Set multiple at once (avoids multiple restarts):

fly secrets set \
  OPENAI_API_KEY=sk-... \
  DATABASE_URL=postgres://... \
  STRIPE_KEY=sk_test_...

For dev:

# Import from .env file:
fly secrets import < .env

To list (names only, values hidden):

fly secrets list

To remove:

fly secrets unset OPENAI_API_KEY

Pro Tip: Use a separate Fly app per environment (my-app-dev, my-app-prod). Secrets are per-app — no risk of accidentally pushing prod secrets to dev.

Fix 6: Local Access via fly proxy

For databases and internal services that aren’t HTTP-exposed:

# Connect to your Fly Postgres locally:
fly proxy 5432:5432 -a my-postgres-app

# Now psql can connect:
psql postgres://user:pass@localhost:5432/dbname

fly proxy opens a tunnel from your laptop through Fly’s edge to the internal service. Useful for one-off psql, redis-cli, mongosh sessions.

For Redis:

fly proxy 6379:6379 -a my-redis-app
redis-cli -h localhost -p 6379

For SSH into a running machine:

fly ssh console
# Or specific machine:
fly ssh console --machine <machine-id>

Common Mistake: Trying to connect to <app>.fly.dev:5432. Fly’s external HTTPS endpoint only proxies HTTP. For TCP services, use fly proxy or attach a public IPv4/IPv6 with proper port config.

Fix 7: Internal IPv6 Networking

Fly’s internal network is IPv6-only by default. App-to-app calls use .internal DNS:

# From app A, calling app B:
import httpx
response = httpx.get("http://my-app-b.internal:8080/api/health")

<app-name>.internal resolves to the IPv6 address of the closest healthy machine in the org’s private network.

For region-specific routing:

# Hit a machine in a specific region:
"http://nrt.my-app-b.internal:8080"

# Hit all machines:
"http://global.my-app-b.internal:8080"  # Load-balanced

Common Mistake: Trying to call my-app-b.fly.dev from inside another Fly app. That round-trips through the public edge — slow and wastes bandwidth. Use .internal for app-to-app.

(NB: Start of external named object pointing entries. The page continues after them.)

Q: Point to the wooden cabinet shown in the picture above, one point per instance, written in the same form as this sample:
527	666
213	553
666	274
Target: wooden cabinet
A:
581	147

For Postgres connections inside the org:

postgres://user:[email protected]:5432/dbname

Fix 8: Scale and Auto-Stop

auto_stop_machines = "stop" stops idle machines to save money:

[http_service]
  auto_stop_machines = "stop"   # or "off" to never stop
  auto_start_machines = true     # Start on incoming traffic
  min_machines_running = 0       # Number to keep always running

A stopped machine has zero cost but a ~1-2s cold start when a request arrives. For latency-sensitive apps, set min_machines_running = 1.

Scale manually:

fly scale count 3                  # 3 machines total
fly scale count 1 --region nrt     # 1 machine in Tokyo
fly scale count 2 --region nrt --region iad  # 2 each in nrt and iad
fly scale vm shared-cpu-2x --memory 1024  # Resize VMs

Scale by region:

fly scale count 2 --region nrt
fly scale count 1 --region iad
fly scale count 1 --region fra

Pro Tip: Use fly logs --region nrt to filter logs per region when debugging multi-region issues.

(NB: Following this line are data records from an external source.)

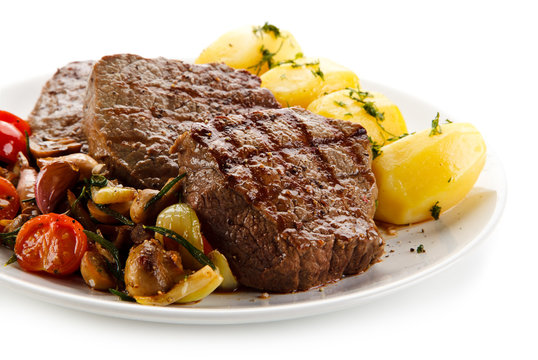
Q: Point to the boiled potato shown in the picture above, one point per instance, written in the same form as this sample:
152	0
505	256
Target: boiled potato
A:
303	80
422	173
182	219
253	48
349	105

Fly.io vs Railway vs Render vs Heroku vs Cloud Run vs Vercel: Picking the Right PaaS

Fly.io shares a category with Railway, Render, Heroku, Google Cloud Run, and Vercel, but each makes very different trade-offs. Knowing which one you’d actually want often turns a “Fly deploy not working” bug into a “this app shouldn’t be on Fly” decision.

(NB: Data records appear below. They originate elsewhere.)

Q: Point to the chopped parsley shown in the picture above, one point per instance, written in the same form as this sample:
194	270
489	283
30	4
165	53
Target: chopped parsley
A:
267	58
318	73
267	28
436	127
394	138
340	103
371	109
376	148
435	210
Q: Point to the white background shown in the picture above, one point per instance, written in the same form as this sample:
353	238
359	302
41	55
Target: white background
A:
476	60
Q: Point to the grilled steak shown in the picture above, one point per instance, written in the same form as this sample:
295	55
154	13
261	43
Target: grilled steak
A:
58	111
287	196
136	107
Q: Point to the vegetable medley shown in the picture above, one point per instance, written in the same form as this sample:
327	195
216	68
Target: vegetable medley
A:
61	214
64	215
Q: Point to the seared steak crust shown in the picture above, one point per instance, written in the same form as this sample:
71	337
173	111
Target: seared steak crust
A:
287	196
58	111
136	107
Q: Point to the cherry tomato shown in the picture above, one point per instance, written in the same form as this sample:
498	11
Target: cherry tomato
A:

Fly.io runs Firecracker microVMs in regions worldwide, with persistent block-storage volumes, IPv6 private networking, and per-machine control. The model is closer to a globally distributed VM platform than a typical PaaS. Fly is the right pick for low-latency multi-region apps, sticky-session workloads, apps that need persistent local SSD (LiteFS, embedded databases), or anything that benefits from “the same app running in 10 cities at once.” The cost: you write a fly.toml, manage volumes per region, and learn the machines model.

Railway is the closest direct competitor in feel — push a repo, pick a region, get a URL. Railway has nicer defaults around managed Postgres, Redis, and one-click environments per branch. It has no first-class multi-region story and no equivalent of LiteFS or per-machine volumes. Good for small teams that want a Heroku-style experience without writing Dockerfiles.

Render is the most Heroku-like of the bunch. Free TLS, autoscaling, managed Postgres/Redis, background workers, cron jobs. It runs in two US regions and a few elsewhere, and there’s no concept of “deploy to every region.” Stick with Render if your app is single-region and you want a hosted Postgres without thinking about it.

Heroku still exists, still works, still charges for what used to be free. The dyno model is the original PaaS abstraction. Pick Heroku only if you’re already on it or you specifically want its add-ons.

Google Cloud Run is serverless containers — runs only on request, scales to zero, pay per-100ms. No persistent storage, no sticky sessions, no long-running workers. Right for stateless HTTP; wrong for anything stateful.

Vercel is purpose-built for Next.js with serverless functions and an edge runtime. The integration is unmatched for Next apps. For non-Next workloads (Rails API, Go gRPC, workers), it’s awkward.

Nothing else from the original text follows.